Miriam Díaz Aroca y su esposo, Wichi, posan por primera vez con su hija recién nacida

—¿Le estás dando el pecho?
—Desde el principio le he dado el pecho, complementando su alimentación con biberones. Como ella ha visto que es más cómodo el «bibe» que el pecho, al final se ha quedado con el biberón. Es una niña muy comilona.
—Y tú, Wichi, ¿colaboras en los cuidados de María?
—Yo hago los biberones y se los doy, cambio los pañales y la acuno y mezo siempre que puedo. Desde el principio del embarazo he querido implicarme, y ahora también, en el cuidado de María. Espero estar haciéndolo bien.
—Para Miriam es el segundo hijo, pero para ti es el primero. ¿Qué sientes al sostener a tu hija en brazos?
—La verdad es que no me lo creo todavía. Estoy todo el día trabajando fuera de casa y cuando vuelvo y estoy aproximándome a casa, tengo la sensación esa de que me espera algo distinto, algo nuevo, algo que me llena. Yo la miro y requetemiro y me parece el milagro más grande del mundo.
—Siempre se os ha visto muy felices. ¿María es la culminación de esa felicidad?
—No es la culminación —dice Wichi—, porque siempre se está llegando a la cima.

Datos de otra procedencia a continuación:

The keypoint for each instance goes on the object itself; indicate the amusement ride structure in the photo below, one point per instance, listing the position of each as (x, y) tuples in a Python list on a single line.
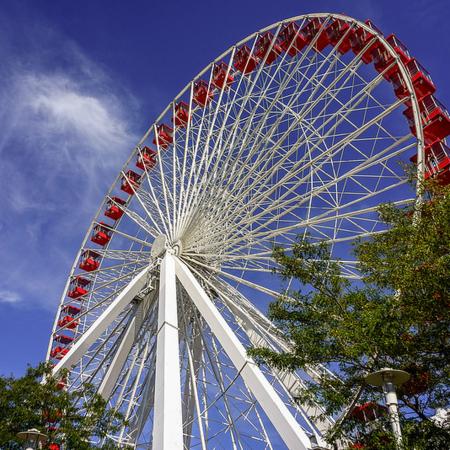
[(299, 128)]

Si se ponen metas, es como si se hubiera acabado la ilusión. María es un complemento más a nuestro amor.
—Y Pedro, ¿qué tal con su hermanita?
—De maravilla —comenta Miriam—. Durante el embarazo fue muy cuidadoso conmigo y atento, protegiéndome, y con la hermanita ya aquí, en casita y en sus brazos, se muestra muy generoso, nada rebelde, ni quejoso. También es verdad que nos esforzamos mucho por dedicarle su tiempo, que no se sienta él huérfano de su tiempo. Pedro es un niño amoroso, feliz y con mucha alegría.
—¿Por qué el nombre de María?
—Nos fascinan los nombres que tengan un contenido, que tengan una vida intensa. María es un nombre con cultura, con historia, con muchísimo contenido dentro de él. Mi abuela, un ser muy querido por mí, y la abuela de Wichi también se llamaban María.

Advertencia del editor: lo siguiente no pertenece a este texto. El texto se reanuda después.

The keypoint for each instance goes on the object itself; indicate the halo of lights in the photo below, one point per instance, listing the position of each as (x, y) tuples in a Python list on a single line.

—Tan sólo hace catorce meses que os casasteis. ¿Por qué habéis querido tener un hijo tan pronto?
—No es una cosa que nos planteáramos —comenta Wichi—. Desde un principio ha ido surgiendo todo por ambas partes con la misma intención. Lo queríamos los dos y así ha sido. Ha sido fruto del amor y la ilusión. Es lo mismo que cuando nos casamos, sentíamos que tenía que ser así y así fue.
—Wichi está trabajando, pero tú, Miriam, ¿cuándo te vas a incorporar al trabajo?

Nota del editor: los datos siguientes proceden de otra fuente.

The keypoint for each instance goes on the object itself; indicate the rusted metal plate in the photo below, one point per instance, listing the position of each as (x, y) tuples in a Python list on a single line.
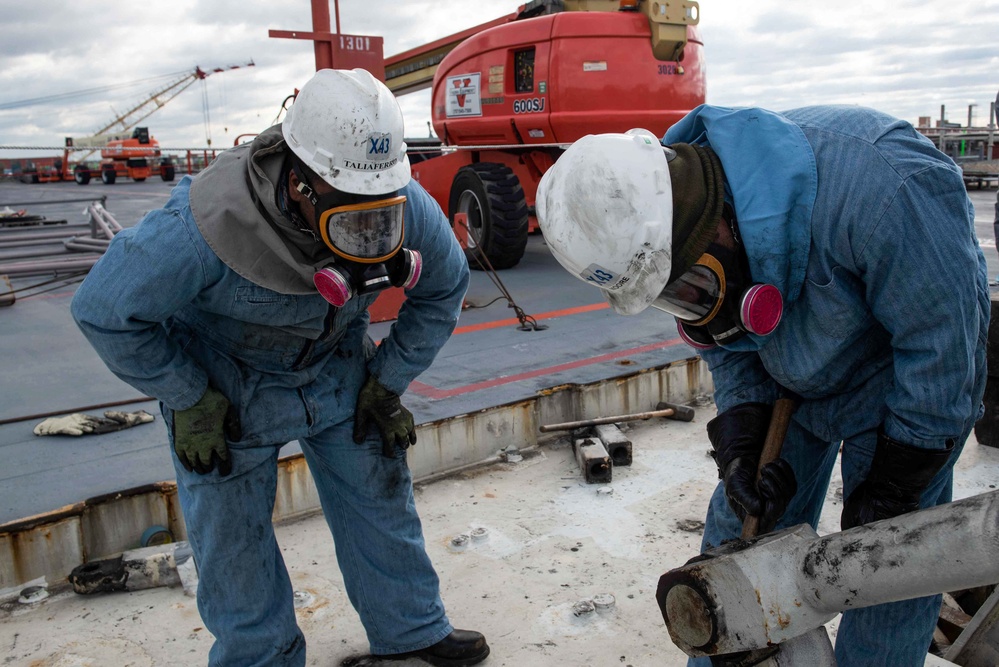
[(52, 544)]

—Si todo va bien en la serie, espero incorporarme a finales de septiembre, primeros de octubre. Pero todavía no sé nada. Lo que sí haré serán convenciones, galas. También hay cosas de cine, teatro. Pero lo que quiero ahora es dedicarme a ella, y dentro de unos meses ya veremos.
—Miriam, ¿has hecho algo especial para recuperar tan pronto la figura?
—El secreto para recuperar la figura está en cuidarse. Me he cuidado durante el embarazo y me estoy cuidando ahora mismo.